Communicating risk in a convincing manner is a complex process studied by numerous disciplines and fields for more than 30 years with the findings successfully applied in many areas such as climate change and health issues. There is scarce evidence, however, that the weather enterprise has utilized risk communication knowledge in a systemic way. Significant research efforts have focused on understanding how people make evacuation decisions including the important effects of past experience. Research shows that before deciding to take a disruptive and often expensive action such as evacuation, people must understand the forecast, believe it applies to them and, most important, feel that they and/or their loved ones are at risk. However, common practice has been to prepare and release forecast messages without adequately understanding how they are received, understood, and interpreted.

Risk message effectiveness depends on the development of arguments based on knowledge of the targeted communities, particularly those at high risk. Even though emergency managers and officials bear more direct responsibility for citizen response, forecasters, at a minimum, need to test how their forecast messages are received and interpreted within the context of targeted communities and, in risky situations, the extent to which they evoke cognitive and emotional responses that promote protective action.

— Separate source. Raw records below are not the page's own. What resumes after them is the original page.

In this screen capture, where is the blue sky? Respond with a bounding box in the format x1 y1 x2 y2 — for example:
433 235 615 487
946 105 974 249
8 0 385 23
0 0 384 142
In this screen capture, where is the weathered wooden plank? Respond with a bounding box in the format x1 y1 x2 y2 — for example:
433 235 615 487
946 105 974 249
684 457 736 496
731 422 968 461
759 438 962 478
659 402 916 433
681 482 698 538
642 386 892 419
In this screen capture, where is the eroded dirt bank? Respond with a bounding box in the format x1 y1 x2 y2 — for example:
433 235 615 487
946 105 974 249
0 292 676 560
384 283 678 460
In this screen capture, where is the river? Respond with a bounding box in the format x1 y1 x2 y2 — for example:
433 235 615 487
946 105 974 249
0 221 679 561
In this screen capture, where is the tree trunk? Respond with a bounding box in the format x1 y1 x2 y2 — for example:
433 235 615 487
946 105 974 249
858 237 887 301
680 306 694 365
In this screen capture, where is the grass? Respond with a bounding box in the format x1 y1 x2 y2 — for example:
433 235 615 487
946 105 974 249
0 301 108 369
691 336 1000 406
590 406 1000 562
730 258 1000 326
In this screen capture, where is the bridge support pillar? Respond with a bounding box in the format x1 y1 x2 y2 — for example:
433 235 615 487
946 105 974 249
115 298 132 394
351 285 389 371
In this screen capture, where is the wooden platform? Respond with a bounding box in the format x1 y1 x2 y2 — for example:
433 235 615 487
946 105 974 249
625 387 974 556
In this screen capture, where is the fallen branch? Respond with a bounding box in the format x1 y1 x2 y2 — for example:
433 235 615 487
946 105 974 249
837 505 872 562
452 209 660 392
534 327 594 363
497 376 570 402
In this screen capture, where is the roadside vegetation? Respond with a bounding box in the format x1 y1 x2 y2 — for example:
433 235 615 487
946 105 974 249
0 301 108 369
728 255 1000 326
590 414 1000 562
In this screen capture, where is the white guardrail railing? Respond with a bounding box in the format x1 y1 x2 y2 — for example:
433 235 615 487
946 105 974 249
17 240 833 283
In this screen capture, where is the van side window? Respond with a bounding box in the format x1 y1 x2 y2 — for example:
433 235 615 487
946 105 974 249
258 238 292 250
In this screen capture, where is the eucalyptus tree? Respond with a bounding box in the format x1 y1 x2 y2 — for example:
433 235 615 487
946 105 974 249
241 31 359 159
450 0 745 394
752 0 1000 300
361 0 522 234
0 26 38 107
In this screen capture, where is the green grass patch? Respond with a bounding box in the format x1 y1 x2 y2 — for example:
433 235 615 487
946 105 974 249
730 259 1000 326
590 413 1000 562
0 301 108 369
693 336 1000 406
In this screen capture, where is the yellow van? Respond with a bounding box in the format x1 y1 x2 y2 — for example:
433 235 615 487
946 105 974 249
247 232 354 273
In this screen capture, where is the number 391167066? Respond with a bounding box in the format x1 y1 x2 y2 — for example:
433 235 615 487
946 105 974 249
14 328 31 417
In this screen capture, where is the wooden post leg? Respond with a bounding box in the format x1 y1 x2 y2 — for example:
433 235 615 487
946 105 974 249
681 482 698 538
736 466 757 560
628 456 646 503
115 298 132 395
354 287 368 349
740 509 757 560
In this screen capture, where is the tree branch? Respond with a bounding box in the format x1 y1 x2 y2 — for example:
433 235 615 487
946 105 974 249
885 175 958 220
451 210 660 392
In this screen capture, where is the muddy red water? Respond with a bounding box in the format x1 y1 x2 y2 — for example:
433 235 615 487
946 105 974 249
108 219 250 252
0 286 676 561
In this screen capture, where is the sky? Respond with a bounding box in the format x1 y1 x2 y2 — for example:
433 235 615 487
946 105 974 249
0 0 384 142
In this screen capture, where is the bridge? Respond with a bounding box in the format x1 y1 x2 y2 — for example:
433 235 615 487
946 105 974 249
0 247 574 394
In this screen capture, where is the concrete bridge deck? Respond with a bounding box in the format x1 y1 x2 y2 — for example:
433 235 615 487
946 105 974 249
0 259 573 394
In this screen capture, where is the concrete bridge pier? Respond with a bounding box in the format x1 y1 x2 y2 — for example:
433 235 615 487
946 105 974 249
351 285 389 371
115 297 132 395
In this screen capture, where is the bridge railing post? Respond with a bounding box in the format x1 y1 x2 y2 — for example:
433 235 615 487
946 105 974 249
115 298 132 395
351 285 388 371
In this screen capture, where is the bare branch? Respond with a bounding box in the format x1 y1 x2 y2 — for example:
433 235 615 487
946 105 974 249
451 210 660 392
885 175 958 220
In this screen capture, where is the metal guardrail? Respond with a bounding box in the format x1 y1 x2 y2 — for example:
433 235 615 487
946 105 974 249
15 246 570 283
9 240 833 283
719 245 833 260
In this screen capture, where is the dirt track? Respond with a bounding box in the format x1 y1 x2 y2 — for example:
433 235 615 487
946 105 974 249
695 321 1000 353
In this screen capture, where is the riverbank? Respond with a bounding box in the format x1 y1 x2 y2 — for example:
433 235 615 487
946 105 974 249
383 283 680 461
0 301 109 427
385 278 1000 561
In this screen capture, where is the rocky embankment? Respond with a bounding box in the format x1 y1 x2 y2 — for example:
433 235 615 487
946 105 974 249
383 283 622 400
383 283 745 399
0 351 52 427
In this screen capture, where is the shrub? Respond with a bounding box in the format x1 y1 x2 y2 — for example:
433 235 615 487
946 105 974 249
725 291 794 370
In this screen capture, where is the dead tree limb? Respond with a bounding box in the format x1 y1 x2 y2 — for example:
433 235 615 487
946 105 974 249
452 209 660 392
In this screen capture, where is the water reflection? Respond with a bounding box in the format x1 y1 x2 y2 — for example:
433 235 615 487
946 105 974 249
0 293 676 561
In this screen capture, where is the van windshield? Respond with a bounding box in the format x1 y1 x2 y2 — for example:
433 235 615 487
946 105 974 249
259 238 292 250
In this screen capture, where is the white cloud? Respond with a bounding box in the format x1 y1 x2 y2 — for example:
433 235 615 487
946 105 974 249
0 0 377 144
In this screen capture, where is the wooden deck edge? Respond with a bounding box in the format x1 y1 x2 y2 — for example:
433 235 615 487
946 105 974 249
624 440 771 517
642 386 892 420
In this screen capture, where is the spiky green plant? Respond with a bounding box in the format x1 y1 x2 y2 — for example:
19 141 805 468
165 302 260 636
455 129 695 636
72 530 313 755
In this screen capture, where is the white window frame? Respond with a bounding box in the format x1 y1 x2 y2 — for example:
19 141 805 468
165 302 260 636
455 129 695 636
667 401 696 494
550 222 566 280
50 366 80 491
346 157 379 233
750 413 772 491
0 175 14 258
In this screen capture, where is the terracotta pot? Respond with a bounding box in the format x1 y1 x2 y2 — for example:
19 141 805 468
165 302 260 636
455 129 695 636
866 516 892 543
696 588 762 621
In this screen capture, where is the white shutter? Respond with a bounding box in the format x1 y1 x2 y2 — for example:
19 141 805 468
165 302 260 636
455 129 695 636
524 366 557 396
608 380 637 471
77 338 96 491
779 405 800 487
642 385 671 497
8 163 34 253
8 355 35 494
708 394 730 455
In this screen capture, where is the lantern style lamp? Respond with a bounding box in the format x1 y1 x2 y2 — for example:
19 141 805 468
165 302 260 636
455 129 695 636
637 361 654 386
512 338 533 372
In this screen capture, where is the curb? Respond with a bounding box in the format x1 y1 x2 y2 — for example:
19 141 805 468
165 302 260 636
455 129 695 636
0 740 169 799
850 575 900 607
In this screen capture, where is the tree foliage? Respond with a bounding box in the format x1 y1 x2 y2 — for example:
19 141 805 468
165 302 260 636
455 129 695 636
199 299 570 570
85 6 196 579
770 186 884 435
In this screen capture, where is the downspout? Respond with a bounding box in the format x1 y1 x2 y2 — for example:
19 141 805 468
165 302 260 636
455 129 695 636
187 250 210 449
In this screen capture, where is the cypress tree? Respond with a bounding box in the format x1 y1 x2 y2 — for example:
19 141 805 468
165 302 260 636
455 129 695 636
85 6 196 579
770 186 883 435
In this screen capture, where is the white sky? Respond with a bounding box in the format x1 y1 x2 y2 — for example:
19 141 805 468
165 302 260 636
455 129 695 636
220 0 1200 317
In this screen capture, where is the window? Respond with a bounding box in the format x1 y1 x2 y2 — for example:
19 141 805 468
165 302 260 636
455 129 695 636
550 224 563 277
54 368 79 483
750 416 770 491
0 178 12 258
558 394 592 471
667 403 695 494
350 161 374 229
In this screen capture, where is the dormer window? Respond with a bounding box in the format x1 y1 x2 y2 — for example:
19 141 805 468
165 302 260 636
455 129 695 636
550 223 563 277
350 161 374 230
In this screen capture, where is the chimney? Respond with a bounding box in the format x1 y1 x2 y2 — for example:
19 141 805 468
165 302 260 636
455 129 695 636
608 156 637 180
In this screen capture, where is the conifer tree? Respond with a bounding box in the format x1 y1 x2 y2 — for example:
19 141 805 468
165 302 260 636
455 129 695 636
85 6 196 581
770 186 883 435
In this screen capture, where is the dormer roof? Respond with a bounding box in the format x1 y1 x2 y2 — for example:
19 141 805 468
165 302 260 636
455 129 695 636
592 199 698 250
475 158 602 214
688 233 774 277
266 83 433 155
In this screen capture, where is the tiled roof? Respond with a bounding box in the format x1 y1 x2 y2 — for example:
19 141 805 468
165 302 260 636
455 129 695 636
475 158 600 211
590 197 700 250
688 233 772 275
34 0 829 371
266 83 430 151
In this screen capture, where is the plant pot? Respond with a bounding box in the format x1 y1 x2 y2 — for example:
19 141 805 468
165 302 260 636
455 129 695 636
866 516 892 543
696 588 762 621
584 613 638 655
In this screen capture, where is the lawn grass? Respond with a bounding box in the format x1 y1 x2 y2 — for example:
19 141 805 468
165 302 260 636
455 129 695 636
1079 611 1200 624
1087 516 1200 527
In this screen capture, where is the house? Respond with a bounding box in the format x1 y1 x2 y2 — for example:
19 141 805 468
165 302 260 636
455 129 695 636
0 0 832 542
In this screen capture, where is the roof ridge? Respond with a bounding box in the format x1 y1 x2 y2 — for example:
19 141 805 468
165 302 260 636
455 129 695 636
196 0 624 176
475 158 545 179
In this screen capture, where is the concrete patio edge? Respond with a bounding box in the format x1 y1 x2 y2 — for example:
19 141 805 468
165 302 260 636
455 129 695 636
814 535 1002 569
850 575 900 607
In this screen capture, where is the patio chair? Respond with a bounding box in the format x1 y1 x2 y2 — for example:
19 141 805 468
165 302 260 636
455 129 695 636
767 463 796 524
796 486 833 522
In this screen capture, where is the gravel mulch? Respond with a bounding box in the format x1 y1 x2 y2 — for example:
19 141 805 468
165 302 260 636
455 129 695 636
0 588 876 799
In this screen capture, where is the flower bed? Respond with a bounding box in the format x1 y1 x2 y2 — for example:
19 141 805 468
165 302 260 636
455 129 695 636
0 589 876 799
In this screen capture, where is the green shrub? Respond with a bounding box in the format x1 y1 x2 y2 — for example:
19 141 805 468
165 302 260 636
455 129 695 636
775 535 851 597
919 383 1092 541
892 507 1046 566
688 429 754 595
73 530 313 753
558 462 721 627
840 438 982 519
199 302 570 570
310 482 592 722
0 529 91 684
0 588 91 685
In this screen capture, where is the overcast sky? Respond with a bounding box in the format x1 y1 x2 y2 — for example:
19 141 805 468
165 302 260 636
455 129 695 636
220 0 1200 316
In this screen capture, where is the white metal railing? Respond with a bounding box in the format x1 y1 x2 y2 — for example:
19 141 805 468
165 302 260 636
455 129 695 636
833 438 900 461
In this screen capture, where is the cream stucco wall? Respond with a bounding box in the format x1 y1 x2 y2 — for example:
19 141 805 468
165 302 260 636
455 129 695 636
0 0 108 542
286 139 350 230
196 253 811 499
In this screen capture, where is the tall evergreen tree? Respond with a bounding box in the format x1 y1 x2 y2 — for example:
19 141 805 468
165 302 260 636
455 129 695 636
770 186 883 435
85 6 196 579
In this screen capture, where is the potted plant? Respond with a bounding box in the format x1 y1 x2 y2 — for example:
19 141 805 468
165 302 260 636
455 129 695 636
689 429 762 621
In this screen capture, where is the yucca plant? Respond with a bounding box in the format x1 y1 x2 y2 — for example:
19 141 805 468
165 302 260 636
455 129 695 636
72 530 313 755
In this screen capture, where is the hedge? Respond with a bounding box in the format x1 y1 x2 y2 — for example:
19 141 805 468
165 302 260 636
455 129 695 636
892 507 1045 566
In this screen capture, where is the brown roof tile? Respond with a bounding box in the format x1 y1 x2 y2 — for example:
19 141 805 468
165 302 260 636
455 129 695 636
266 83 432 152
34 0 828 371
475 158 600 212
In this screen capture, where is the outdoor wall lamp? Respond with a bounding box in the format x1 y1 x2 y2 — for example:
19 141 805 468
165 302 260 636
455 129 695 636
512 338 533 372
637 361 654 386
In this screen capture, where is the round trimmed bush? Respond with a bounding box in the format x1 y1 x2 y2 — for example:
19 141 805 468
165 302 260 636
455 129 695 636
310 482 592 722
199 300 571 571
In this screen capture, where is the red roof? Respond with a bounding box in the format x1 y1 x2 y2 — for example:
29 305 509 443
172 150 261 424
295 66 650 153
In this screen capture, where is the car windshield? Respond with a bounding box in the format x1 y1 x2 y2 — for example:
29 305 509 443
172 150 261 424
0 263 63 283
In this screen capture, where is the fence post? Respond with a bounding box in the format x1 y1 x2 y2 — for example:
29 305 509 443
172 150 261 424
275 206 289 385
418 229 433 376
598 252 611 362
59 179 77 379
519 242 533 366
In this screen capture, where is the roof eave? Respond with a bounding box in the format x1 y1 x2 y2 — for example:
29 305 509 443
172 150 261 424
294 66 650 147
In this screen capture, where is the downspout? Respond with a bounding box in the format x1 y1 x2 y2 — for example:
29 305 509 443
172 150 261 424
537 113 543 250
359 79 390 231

For any new forecasts product (i.e. coastal inundation), there will be lack of communication to receive the warning to the affected people, interpret or internalize the information for decision-making and response. As mentioned Fakhruddin, early warning systems alone do not prevent hazards turning into disasters. Early action is essential in order to mitigate potential damage early warning and early action together can save thousands of lives and livelihoods; reduce vulnerability and strengthen resilience. Nevertheless without lead-time to react an early warning is almost ineffective. For taking a good decision, the capacity of generation of coastal inundation forecasts with sufficient lead-time with an acceptable degree is essential. Therefore a breakdown in any one of these elements of early warning can cause warning messages to fail to reach and motivate their intended recipients. It’s clear that early warning is not helpful unless its reach to the people who need to act. To response to the early warning the information need to understand and internalized by the people. Thus an interpretation and translation of the science information is essential. People do not immediately respond to early warnings because people worldwide first “search” for additional information to “confirm” that they are really at risk. This searching happens despite the technology used to give warnings. Searching is a social phenomenon. It involves talking things over with others and seeking to hear the same warning multiple times from different sources. Warned people turn to friends, relatives, and strangers to determine if they agree that risk is present and if protective actions are warranted. This process, constructing new perceptions of risk out of existing perceptions of safety adds time before protective actions are taken- it is fundamental to all human beings worldwide, and it is difficult to change. Early public warnings work best when they are under mandate from a government that is trusted as they can facilitate the process and speed it along. Ignoring these basic human warning elements may continue to cost lives. The new system needs to incorporate all these users’ needs to enables peoples to visualize the possible scenarios with probabilities of risk to reduce their vulnerabilities.